This project is an industrial CASE PhD studentship led by supervisors at the University of Leeds and the industrial supervisor at Unilever Colworth. It is an applied physics project combining work on advanced experimental techniques with development of new analysis approaches aimed to identify and understand the behaviour of food-related biopolymers.
For many food products, the aim of industrial R&D is to increase their sustainability, health and ethical credentials without compromising the user experience and cost. To achieve this, old rules based on existing ingredients may not hold any more and a thorough understanding of the relevant food matrices is necessary, not only on the macroscopic scale but on the microscopic and molecular scales. Foods are generally complex multi-phase structures, characterized by a wide range of length- and time-scales. This complexity means that advanced characterisation techniques and analysis approaches are needed to fully understand, and thus control, their behaviour.
This project focuses on the important food polymer Locust Bean Gum (LBG), which is derived from the seeds of the carob tree and is used in foods for its strong thickening, stabilizing and gel-forming properties. LBG is a neutral, linear polysaccharide which combines a mannose backbone with an irregular distribution of galactose side-chains where the different solubility of the backbone and side-chains lead to superstructures such as aggregates and ‘hyperentanglements’. LBG is often used in the presence of solutes such as polyols or sugars, which significantly modify the interactions and behaviour. For instance, it is well known that LBG solutions can form gels under suitable solvent conditions and in response to freeze-thaw cycles, where material structuring driven by ice growth can significantly modify the local LBG structure and rheology.

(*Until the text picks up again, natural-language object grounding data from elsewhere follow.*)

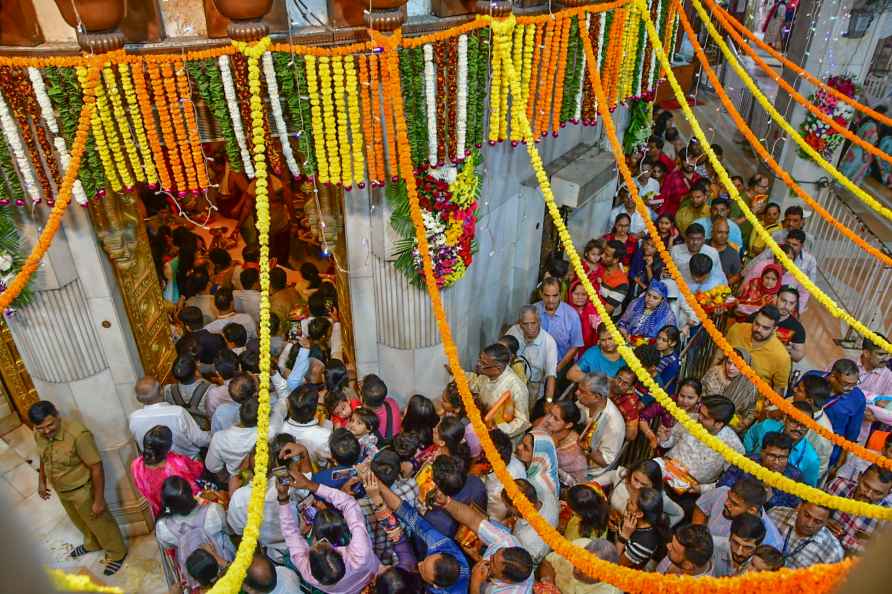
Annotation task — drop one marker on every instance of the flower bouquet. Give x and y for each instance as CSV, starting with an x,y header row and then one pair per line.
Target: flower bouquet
x,y
819,135
449,210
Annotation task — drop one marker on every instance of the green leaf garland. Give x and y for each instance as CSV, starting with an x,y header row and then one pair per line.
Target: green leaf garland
x,y
211,91
293,88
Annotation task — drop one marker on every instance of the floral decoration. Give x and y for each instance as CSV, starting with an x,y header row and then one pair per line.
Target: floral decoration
x,y
449,209
819,135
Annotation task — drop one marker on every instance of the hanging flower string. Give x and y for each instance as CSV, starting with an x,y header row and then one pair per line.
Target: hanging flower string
x,y
234,114
272,90
46,111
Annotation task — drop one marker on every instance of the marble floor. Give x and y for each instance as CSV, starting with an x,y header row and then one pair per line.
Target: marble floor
x,y
53,535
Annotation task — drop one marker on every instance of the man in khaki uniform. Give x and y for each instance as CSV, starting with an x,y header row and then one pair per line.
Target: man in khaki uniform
x,y
70,461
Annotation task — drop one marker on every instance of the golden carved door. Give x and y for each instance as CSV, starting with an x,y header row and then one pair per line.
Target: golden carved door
x,y
122,232
17,392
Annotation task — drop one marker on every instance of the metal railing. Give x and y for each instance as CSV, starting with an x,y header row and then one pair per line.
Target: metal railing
x,y
857,281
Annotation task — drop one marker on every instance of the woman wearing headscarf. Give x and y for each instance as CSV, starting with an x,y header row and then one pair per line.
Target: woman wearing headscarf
x,y
588,315
726,379
538,453
758,292
649,313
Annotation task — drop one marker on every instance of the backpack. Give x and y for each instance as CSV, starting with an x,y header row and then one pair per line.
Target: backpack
x,y
190,536
195,406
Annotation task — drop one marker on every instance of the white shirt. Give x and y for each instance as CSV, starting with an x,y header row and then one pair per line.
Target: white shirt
x,y
638,227
608,436
270,529
541,354
229,447
216,327
313,436
682,257
188,437
247,302
287,581
494,487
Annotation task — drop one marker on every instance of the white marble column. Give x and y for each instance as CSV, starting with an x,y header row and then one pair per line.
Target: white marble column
x,y
77,345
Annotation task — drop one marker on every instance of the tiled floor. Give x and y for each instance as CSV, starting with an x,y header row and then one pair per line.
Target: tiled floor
x,y
53,534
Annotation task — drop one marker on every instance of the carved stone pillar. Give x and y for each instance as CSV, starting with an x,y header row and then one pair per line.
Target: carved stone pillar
x,y
76,341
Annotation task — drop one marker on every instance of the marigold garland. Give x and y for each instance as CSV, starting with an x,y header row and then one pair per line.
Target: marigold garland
x,y
231,581
627,579
164,120
114,96
20,282
108,164
377,125
346,166
557,106
133,105
355,121
780,256
316,120
188,105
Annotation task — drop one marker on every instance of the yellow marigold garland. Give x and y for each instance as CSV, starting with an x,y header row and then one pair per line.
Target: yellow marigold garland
x,y
148,117
317,124
133,105
112,139
337,70
108,165
819,578
114,96
185,92
779,254
231,581
328,120
355,120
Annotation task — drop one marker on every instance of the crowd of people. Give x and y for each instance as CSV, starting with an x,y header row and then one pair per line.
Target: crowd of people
x,y
366,495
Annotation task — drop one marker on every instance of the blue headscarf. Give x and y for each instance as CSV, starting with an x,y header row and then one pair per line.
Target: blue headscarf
x,y
637,324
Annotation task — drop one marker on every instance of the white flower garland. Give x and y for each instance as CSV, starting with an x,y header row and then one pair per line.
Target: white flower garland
x,y
430,86
272,88
46,111
15,143
234,115
461,111
578,114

The project will combine a range of experimental techniques. Microscopy and scattering (light, x-ray and neutron) will be used to characterize the development of structure and dynamics across a wide range of length- and time-scales for LBG of varying chain characteristics and in solutions of varying solute composition. Both bulk rheology and microrheological techniques will be used to investigate how the local rheological response varies with LBG and solute composition and how this contributes to the bulk properties. The inter-relationship between ice growth, structuring and local rheology is of particular interest. The project will involve the development of new active microrheology techniques to address the difficult task of mapping out the link between local rheological properties, phase segregation and solution crystallization.